Mas o repórter brasileiro, José Fonseca, estava na China, independente dos grandes jornais de nosso país. Ele estava trabalhando em uma instituição de notícias da própria china. Na esperança de contribuir com alguma notícia relevante para seus compatriotas, através da Agência de Notícias Xinhua, procurou fazer uma cobertura da escola chinesa que tanto despertara a atenção do então vice-presidente.

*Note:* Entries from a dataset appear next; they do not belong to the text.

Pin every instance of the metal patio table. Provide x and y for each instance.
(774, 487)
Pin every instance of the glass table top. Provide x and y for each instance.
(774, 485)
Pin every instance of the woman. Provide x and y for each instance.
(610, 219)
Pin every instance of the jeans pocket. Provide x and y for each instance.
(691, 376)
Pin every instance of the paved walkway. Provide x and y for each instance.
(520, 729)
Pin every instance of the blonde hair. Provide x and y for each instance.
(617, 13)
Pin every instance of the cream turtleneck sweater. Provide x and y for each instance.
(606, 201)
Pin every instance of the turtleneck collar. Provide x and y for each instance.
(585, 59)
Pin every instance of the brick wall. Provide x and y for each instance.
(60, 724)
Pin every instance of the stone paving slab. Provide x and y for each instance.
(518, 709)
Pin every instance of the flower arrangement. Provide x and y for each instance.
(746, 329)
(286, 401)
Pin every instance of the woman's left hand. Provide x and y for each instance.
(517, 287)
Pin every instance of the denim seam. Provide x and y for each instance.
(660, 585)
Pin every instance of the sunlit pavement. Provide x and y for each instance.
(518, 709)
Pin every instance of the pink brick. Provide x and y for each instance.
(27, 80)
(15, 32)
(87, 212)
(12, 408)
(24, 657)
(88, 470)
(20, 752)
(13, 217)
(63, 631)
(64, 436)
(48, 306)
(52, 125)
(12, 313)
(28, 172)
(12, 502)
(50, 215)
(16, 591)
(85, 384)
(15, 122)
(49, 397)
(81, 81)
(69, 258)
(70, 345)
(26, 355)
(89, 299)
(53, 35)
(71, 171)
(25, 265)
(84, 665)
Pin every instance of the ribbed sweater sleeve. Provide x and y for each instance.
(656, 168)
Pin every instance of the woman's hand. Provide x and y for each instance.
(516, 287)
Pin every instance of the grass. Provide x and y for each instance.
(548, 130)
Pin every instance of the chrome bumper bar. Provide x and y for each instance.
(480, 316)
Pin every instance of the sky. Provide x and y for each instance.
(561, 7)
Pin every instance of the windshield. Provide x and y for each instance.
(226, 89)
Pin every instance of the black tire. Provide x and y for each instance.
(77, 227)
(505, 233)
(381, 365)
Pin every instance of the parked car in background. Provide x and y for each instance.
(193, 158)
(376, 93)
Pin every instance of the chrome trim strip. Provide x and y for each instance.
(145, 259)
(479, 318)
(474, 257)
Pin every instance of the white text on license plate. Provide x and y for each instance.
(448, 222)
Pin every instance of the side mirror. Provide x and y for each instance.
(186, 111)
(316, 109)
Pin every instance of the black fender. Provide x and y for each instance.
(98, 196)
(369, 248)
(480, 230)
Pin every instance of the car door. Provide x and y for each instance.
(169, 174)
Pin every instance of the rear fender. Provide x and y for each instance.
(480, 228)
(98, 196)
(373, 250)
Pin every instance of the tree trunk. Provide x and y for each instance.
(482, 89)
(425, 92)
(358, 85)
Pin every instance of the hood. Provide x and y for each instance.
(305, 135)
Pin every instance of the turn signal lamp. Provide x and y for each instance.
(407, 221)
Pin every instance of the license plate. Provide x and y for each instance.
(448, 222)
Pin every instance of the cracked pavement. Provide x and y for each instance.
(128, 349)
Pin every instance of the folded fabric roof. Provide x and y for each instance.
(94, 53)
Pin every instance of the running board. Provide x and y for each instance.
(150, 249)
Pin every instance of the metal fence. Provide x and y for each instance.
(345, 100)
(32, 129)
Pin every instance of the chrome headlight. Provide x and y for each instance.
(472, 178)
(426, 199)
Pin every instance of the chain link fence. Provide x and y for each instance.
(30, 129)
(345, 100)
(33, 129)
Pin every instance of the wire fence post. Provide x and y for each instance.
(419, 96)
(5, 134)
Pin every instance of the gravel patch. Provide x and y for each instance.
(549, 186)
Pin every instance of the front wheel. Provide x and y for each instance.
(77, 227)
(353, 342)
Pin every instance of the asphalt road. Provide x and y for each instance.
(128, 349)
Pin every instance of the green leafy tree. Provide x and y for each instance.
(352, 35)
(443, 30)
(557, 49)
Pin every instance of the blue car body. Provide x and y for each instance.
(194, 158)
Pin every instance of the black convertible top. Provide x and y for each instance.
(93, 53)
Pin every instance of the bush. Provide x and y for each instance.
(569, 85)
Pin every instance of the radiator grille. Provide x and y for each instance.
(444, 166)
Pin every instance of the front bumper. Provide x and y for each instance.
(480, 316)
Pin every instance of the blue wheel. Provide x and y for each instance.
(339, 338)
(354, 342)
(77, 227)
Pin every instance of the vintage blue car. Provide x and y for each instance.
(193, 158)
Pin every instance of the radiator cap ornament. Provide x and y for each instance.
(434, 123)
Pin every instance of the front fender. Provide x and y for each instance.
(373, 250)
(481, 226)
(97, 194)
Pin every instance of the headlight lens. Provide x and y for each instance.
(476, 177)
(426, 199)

A descrição de seu trabalho naquela ocasião pode ser acessada através do excelente livro organizado por Rosana Pinheiro-Machado, China: Passado e Presente, publicado pela Artes e Ofícios, em 2013. Segundo José Fonseca: “Às sete da manhã, a tradutora, o fotógrafo e eu descemos do carro oficial no pátio da escola. Fomos recebidos pelo diretor e um grupo de crianças do curso de inglês. A visita guiada durou toda a manhã e, depois do almoço na cantina, parte da tarde. Entendi a emoção de José de Alencar ao comparar o modelo educacional chinês e o brasileiro. Vi crianças de seis anos de comportamento impecável em aula de caligrafia, conversei com alunos na galeria de arte, ouvi ensaios na aula de música onde se alinhavam todos os instrumentos de uma orquestra, visitei o auditório e os estúdios da estação interna de TV operada por crianças, bebi nos bebedouros do transparente sistema central de purificação de água, integrado ao ensino de ecologia” (p.209-210). Entretanto, estupefato, o jornalista brasileiro arremata sua fala lamentando: “Mas a matéria que escrevi não foi aproveitada por jornais brasileiros, apenas a versão em chinês circulou localmente” (p.210).

A educação chinesa só voltaria à pauta midiática brasileira quase seis anos depois. Nas vésperas do ano de 2012, quando o PISA, exame escolar de modelo competitivo e fonte para rankings que alimentam barganhas políticas e econômicas por parte de governantes mundo afora, revela a surpreendente capacidade chinesa também naquele setor, confirmando o primeiro lugar já alcançado por Shangai na edição de 2009.